More guides like this on the BizFlowAI blog.
Frequently asked questions
How do I reduce my Anthropic Claude API bill without limiting developer access?
Implement model routing instead of access restrictions. Place a gateway between developers and the Claude API that classifies each request and routes simple tasks to Haiku, medium tasks to Sonnet, and only hard tasks to Opus. Combine this with prompt caching for static system prompts and token budgets for agent loops. Teams typically cut spend 40-70% on easy tasks while preserving quality on hard ones.
What is LLM model routing and how does it work?
LLM model routing is a layer between your application and model APIs that inspects each request and forwards it to the cheapest model that can handle it. A common pattern uses a cheap classifier (like Claude Haiku) to label tasks as SIMPLE, MEDIUM, or HARD, then maps each tier to an appropriately sized model. Production routers also use signals like input token count, code presence, and historical accuracy. Tools like LiteLLM, OpenRouter, and Portkey handle failover and observability.
When should I use Anthropic prompt caching?
Use prompt caching whenever you send the same content repeatedly within minutes: system prompts over ~1k tokens, tool definitions for agents, long reference documents like style guides or API specs, and conversation history in long sessions. Cached input tokens cost roughly 10% of the standard rate, while cache writes cost about 1.25x, so break-even is typically 2-3 hits. Avoid caching per-user content, retrieval results, or short prompts.
Why do AI agents cost so much more than single LLM calls?
Agents re-bill the conversation history on every step, so a 12-step agent can charge for the same opening tokens twelve times. Failed loops that retry repeatedly compound this further. Control costs with three mechanisms: a hard token budget per task that forces the agent to stop or escalate, periodic context window pruning that summarizes old steps, and short-circuits that kill the agent when it calls the same tool with identical arguments twice.
What does a minimum FinOps stack for LLMs look like?

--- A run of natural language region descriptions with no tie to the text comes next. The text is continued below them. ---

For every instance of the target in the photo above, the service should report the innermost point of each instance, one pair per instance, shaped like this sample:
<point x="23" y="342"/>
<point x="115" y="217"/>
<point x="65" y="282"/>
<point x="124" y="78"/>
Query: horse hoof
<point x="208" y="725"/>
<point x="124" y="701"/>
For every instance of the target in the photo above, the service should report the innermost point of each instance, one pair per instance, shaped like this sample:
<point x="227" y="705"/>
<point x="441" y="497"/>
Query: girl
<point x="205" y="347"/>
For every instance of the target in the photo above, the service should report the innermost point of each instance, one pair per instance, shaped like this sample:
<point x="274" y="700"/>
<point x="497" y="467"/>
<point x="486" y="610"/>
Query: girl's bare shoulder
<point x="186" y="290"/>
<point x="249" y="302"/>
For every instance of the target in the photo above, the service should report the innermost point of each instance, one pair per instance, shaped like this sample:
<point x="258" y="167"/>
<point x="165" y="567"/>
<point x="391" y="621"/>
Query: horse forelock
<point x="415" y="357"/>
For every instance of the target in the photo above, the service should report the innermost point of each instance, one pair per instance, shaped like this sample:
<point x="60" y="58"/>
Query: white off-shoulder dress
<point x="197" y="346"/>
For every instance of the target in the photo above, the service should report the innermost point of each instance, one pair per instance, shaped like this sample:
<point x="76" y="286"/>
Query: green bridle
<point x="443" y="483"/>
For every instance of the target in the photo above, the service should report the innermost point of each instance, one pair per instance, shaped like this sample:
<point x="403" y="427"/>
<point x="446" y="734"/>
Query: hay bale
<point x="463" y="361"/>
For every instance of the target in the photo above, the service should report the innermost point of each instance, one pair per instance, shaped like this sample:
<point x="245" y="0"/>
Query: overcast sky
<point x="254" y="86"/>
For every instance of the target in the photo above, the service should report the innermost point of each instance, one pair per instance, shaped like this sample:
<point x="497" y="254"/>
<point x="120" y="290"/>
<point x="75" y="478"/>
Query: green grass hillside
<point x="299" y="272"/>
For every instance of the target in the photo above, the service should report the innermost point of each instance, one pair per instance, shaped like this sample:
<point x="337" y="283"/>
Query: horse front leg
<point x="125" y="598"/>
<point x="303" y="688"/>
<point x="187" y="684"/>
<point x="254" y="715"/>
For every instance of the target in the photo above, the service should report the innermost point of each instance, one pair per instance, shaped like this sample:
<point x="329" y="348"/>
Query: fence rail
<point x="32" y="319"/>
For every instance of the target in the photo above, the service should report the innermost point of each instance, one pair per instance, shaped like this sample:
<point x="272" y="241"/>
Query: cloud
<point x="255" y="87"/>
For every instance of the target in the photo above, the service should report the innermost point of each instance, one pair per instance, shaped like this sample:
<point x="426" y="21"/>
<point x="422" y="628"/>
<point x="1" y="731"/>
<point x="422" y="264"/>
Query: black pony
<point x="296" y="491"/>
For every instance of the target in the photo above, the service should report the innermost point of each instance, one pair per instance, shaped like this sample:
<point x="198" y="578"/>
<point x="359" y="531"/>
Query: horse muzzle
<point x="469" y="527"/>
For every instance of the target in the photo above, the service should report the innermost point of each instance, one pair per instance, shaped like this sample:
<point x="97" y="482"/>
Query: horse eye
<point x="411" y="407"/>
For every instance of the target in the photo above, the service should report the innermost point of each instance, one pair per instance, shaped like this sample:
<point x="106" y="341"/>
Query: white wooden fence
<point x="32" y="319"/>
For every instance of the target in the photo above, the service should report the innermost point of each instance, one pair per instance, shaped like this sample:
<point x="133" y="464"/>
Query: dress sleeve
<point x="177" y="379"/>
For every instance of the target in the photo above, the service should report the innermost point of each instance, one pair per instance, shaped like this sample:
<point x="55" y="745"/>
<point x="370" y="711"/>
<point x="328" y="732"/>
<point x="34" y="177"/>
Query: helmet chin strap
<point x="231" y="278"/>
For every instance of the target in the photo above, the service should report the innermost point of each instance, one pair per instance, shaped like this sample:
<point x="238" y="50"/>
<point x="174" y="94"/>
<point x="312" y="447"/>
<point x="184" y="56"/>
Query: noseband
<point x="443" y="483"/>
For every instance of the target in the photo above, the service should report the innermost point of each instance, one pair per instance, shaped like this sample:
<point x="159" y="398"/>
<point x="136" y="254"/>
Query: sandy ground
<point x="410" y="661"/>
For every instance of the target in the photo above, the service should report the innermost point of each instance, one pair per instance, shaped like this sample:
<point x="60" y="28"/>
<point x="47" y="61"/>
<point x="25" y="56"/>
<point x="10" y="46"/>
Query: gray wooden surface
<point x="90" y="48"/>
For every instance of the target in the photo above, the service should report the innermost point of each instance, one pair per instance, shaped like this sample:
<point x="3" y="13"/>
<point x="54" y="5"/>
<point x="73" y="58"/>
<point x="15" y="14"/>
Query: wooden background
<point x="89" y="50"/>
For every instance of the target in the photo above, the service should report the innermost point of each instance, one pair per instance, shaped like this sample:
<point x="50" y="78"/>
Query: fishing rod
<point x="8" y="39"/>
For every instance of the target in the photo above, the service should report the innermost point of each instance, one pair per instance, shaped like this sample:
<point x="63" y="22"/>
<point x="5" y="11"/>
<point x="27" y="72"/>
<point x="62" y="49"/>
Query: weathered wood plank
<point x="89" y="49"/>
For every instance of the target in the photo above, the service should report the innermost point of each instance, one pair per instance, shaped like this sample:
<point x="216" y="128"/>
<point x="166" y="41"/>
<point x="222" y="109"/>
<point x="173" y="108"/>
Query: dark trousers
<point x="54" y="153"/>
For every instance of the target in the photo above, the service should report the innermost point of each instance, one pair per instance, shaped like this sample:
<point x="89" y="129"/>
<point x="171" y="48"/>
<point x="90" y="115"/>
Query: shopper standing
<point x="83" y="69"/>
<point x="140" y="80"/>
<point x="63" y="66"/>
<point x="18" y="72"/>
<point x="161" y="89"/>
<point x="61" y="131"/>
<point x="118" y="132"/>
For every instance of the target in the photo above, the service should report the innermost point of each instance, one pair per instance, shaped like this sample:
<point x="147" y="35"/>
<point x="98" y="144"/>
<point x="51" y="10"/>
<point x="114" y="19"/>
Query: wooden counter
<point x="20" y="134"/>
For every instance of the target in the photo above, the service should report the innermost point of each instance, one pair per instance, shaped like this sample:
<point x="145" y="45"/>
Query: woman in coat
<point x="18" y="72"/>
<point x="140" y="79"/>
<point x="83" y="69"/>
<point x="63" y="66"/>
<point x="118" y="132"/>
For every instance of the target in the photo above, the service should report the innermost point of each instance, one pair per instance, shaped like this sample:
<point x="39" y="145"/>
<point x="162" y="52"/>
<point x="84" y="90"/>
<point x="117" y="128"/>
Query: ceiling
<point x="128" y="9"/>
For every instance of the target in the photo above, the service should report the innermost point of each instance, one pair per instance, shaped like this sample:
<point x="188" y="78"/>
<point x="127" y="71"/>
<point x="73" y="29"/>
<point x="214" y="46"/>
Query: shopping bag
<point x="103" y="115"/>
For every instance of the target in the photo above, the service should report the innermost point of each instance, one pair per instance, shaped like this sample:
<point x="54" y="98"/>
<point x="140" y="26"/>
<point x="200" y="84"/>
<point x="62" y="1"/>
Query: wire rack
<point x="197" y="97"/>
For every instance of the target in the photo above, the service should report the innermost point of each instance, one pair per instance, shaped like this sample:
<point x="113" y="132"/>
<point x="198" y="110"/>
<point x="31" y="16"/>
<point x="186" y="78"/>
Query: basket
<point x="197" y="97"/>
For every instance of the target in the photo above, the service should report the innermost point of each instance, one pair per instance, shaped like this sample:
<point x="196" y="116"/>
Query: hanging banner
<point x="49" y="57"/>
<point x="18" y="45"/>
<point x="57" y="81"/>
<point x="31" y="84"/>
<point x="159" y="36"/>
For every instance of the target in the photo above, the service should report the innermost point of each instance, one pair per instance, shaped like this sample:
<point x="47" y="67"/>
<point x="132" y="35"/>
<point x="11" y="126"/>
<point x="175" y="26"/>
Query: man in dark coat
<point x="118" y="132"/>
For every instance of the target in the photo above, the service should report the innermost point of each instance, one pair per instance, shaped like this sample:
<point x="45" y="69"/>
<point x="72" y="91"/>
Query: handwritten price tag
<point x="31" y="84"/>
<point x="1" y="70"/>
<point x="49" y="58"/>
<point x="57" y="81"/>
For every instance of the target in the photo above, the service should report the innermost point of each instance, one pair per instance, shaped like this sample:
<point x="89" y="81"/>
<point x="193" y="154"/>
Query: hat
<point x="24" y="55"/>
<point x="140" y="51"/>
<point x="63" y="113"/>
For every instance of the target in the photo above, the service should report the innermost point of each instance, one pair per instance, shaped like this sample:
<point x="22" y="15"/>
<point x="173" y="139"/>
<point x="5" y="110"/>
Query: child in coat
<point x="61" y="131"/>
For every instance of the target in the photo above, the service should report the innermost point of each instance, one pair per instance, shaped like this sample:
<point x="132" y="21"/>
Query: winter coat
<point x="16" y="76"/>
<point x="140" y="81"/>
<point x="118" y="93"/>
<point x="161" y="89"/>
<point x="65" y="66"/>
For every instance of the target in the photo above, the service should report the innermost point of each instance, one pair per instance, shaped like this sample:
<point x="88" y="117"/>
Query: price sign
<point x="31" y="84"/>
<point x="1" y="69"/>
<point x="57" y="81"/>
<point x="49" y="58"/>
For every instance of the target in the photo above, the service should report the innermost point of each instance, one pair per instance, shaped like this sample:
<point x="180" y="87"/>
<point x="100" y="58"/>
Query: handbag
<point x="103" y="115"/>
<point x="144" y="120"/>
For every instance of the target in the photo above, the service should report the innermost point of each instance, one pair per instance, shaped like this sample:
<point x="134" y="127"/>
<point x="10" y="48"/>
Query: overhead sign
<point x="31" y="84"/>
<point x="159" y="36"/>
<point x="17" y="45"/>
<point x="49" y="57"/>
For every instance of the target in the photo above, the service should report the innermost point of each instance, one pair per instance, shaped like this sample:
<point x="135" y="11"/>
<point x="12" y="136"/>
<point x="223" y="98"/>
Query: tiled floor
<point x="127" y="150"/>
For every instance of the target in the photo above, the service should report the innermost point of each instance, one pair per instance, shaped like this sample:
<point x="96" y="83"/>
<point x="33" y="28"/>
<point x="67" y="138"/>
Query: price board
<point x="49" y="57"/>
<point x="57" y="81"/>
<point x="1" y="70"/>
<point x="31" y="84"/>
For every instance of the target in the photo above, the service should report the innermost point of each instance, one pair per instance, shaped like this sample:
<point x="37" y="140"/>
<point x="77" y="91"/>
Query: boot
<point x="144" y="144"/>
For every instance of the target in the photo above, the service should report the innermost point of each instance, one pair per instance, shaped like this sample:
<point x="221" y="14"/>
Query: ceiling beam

Start with four layers in order: a gateway (LiteLLM or Portkey) to create a single chokepoint with key management and routing, observability (Langfuse, Helicone) for per-request cost and latency logs, caching (provider-native or GPTCache) for the easy wins, and evals (Promptfoo, Braintrust) to catch quality regressions when routing aggressively. You don't need all four on day one, but the gateway must come first so every request flows through one controllable point.